Гарри почувствовал, что дальше слушать такое он не сможет; ещё он боялся, что его решимость не выдержит, если он останется сидеть рядом с Джинни. Он видел, как Эрмиона всхлипывает, уткнувшись в плечо Рону, а Рон обнимает её и гладит по голове, и у него самого с кончика длинного носа капают слёзы. Понурившись, Гарри встал, отвернулся от Джинни и могилы Дамблдора, и побрёл вдоль берега озера. Двигаться было легче, чем тупо сидеть — точно так же отправиться, чем быстрее, тем лучше, искать Разделённые Сути и угробить Волдеморта будет, наверное, легче, чем ждать и собираться это сделать…
— Гарри!
Он оглянулся. Руфус Скримджер быстро хромал к нему вдоль берега, опираясь на трость.

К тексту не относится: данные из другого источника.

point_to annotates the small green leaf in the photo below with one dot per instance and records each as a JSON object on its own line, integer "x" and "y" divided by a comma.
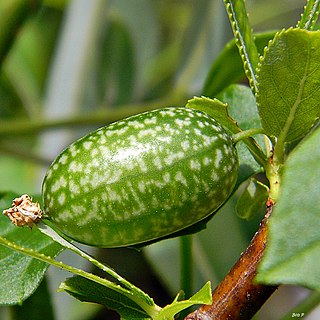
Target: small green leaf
{"x": 36, "y": 307}
{"x": 203, "y": 296}
{"x": 253, "y": 200}
{"x": 20, "y": 275}
{"x": 244, "y": 38}
{"x": 293, "y": 252}
{"x": 288, "y": 84}
{"x": 89, "y": 291}
{"x": 310, "y": 15}
{"x": 243, "y": 108}
{"x": 216, "y": 109}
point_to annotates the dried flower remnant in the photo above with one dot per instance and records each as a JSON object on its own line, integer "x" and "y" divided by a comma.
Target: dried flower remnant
{"x": 24, "y": 212}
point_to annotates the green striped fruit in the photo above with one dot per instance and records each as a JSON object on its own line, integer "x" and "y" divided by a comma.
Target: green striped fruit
{"x": 141, "y": 178}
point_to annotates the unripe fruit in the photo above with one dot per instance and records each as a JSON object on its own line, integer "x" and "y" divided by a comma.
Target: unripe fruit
{"x": 141, "y": 178}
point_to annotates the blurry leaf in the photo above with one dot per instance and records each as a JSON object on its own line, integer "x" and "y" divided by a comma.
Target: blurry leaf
{"x": 13, "y": 15}
{"x": 141, "y": 21}
{"x": 310, "y": 15}
{"x": 244, "y": 38}
{"x": 117, "y": 67}
{"x": 228, "y": 67}
{"x": 288, "y": 84}
{"x": 20, "y": 275}
{"x": 293, "y": 252}
{"x": 253, "y": 200}
{"x": 89, "y": 291}
{"x": 36, "y": 307}
{"x": 207, "y": 32}
{"x": 27, "y": 65}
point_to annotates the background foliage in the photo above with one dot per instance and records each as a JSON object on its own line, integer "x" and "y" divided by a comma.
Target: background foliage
{"x": 70, "y": 66}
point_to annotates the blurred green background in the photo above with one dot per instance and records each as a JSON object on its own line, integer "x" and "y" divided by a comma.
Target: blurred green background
{"x": 68, "y": 67}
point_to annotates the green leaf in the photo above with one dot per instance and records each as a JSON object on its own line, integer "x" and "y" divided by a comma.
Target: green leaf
{"x": 20, "y": 275}
{"x": 228, "y": 67}
{"x": 89, "y": 291}
{"x": 13, "y": 14}
{"x": 216, "y": 109}
{"x": 36, "y": 307}
{"x": 310, "y": 15}
{"x": 288, "y": 84}
{"x": 242, "y": 107}
{"x": 253, "y": 200}
{"x": 203, "y": 296}
{"x": 244, "y": 38}
{"x": 293, "y": 252}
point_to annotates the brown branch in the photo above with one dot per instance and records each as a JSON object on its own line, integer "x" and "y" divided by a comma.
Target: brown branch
{"x": 238, "y": 296}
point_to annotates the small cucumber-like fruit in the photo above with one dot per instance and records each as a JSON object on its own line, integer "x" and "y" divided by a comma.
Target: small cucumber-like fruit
{"x": 141, "y": 178}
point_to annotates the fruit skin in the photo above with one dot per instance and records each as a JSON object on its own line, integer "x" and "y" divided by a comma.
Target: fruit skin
{"x": 141, "y": 178}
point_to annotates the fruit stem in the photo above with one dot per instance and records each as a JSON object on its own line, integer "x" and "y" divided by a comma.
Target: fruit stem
{"x": 238, "y": 296}
{"x": 186, "y": 265}
{"x": 253, "y": 147}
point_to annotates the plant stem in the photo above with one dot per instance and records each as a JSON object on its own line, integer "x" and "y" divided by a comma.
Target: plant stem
{"x": 186, "y": 265}
{"x": 305, "y": 307}
{"x": 238, "y": 296}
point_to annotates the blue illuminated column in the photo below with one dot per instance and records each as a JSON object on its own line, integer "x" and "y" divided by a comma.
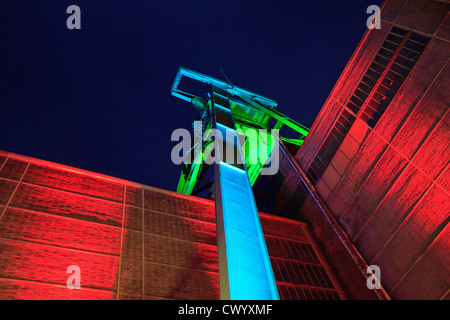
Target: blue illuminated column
{"x": 245, "y": 271}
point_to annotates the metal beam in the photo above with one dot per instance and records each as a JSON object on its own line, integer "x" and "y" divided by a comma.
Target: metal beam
{"x": 245, "y": 271}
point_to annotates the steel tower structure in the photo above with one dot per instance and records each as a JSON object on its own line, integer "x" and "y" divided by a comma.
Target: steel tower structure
{"x": 246, "y": 135}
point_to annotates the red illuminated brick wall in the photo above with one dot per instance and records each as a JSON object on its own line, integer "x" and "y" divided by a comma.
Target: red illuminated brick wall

— Я хотел бы поговорить с тобой… ты не возражаешь, если мы немного пройдёмся вместе?
— Нет, — безразлично сказал Гарри, продолжая идти.
— Гарри, это такая ужасная трагедия, — тихо сказал Скримджер. — Ты себе не представляешь, как я был подавлен, услышав. Дамблдор был выдающимся магом. Конечно, у нас бывали разногласия, как ты слышал, но никто не знает лучше меня…
— Что вам надо? — без выражения спросил Гарри.
На лице Скримджера мелькнуло раздражение, но, как и раньше, он быстро принял сочувствующе-понимающий тон.